As I wrote, I'm willing to accept my share of criticism for having known in general terms about the matching deal for a while and not making a bigger deal of it, as Salon did. My latest column makes amends for that by examining in some detail the deal the New York Times cut with the drug czar.

-- Josh (not Jeff) Gerstein

ABCNEWS

Smoke in his eyes
BY JAKE TAPPER
(01/22/00)

It should not be relevant to a campaign that Al Gore, or any other presidential candidate, smoked pot or used any other kind of drug. These guys are my generation, the baby boomers. We all smoked pot. Too much time is wasted trying to find out who did what. Forget about it.

-- Sara Hall

Even if this story is true and this mentally ill fellow's story is promoted by the press, Al Gore's honest admission of pot use years ago is a lot better than G.W. Bush's dishonest waffling on his probable use of a far more dangerous drug, cocaine. I dare you to go down to Texas and investigate that.

-- Aleck Bansa

Tapper fails to emphasize, or even note, that this story was first seen by most Web-heads at Matt Drudge's site, and not the other sites mentioned in Tapper's piece. This is important to note because Michael Isikoff, Newsweek's chief anti-Clinton/Gore reporter and VRWC (vast right-wing conspiracy) conspirator, uses Drudge as point man to break those journalistically dubious stories that a respectable periodical dare not be the first to touch.

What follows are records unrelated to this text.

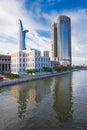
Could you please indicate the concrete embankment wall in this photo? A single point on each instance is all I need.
(18, 81)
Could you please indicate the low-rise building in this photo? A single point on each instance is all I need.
(5, 63)
(29, 59)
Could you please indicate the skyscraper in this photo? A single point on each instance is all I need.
(22, 35)
(63, 47)
(54, 41)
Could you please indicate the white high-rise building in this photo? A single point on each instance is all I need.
(29, 59)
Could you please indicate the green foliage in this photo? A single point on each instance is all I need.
(11, 76)
(1, 78)
(47, 69)
(30, 71)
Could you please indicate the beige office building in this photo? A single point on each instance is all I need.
(5, 63)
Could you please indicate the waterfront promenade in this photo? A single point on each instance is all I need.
(31, 78)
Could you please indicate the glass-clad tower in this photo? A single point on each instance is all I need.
(64, 40)
(61, 40)
(54, 50)
(22, 34)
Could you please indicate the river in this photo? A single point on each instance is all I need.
(58, 103)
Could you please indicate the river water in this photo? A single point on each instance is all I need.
(58, 103)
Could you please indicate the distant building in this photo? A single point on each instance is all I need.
(29, 59)
(61, 40)
(22, 35)
(5, 63)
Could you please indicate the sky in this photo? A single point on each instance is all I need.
(37, 16)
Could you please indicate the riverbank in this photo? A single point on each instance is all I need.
(27, 79)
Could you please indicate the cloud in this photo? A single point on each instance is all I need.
(10, 12)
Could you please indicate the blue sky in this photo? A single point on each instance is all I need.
(37, 16)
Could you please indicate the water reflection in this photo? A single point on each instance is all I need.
(30, 94)
(62, 96)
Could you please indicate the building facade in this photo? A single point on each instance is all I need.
(29, 59)
(63, 41)
(54, 50)
(5, 63)
(22, 35)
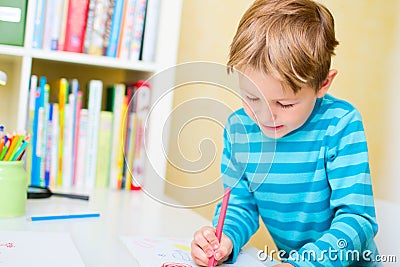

The fact that Newsweek, usually so eager to jump on anti-Clinton/Gore stories, is in fact very carefully scrutinizing each portion of [former Gore friend] John Warnecke's tale before publishing it, is a telling sign that Warnecke's story stinks like week-old used diapers.

-- Tamara Baker

Skulls in the Closet
BY STEPHEN PROTHERO
(01/21/00)

It seems to me that your magazine is solely concerned with trying to demean everything Gov. Bush has done in his past, the associations to which he belonged and his record of accomplishments here in Texas. I understand that people in Boston, particularly the author of this story, do not quite understand the governor's record. However, I would be shocked to find out if the author has visited the great state of Texas and really analyzed the governor's achievements. Having said that, I would welcome a chance to visit with the author and discuss with him the issues that Texans and most Americans care about and focus less on the things that he highlights in this article. As the second largest state and the world's 11th largest economy, one would think that there are more substantive issues to spend time discussing.

-- Chris Chapman

In Prothero's "exposi" on Skull and Bones, his technique was ludicrous: Take legitimate arguments against Bush, throw in some commentary on diversity and class divisions, then run that alongside some rumors and century-old "history" and make Skull and Bones look like some latter-day Illuminati.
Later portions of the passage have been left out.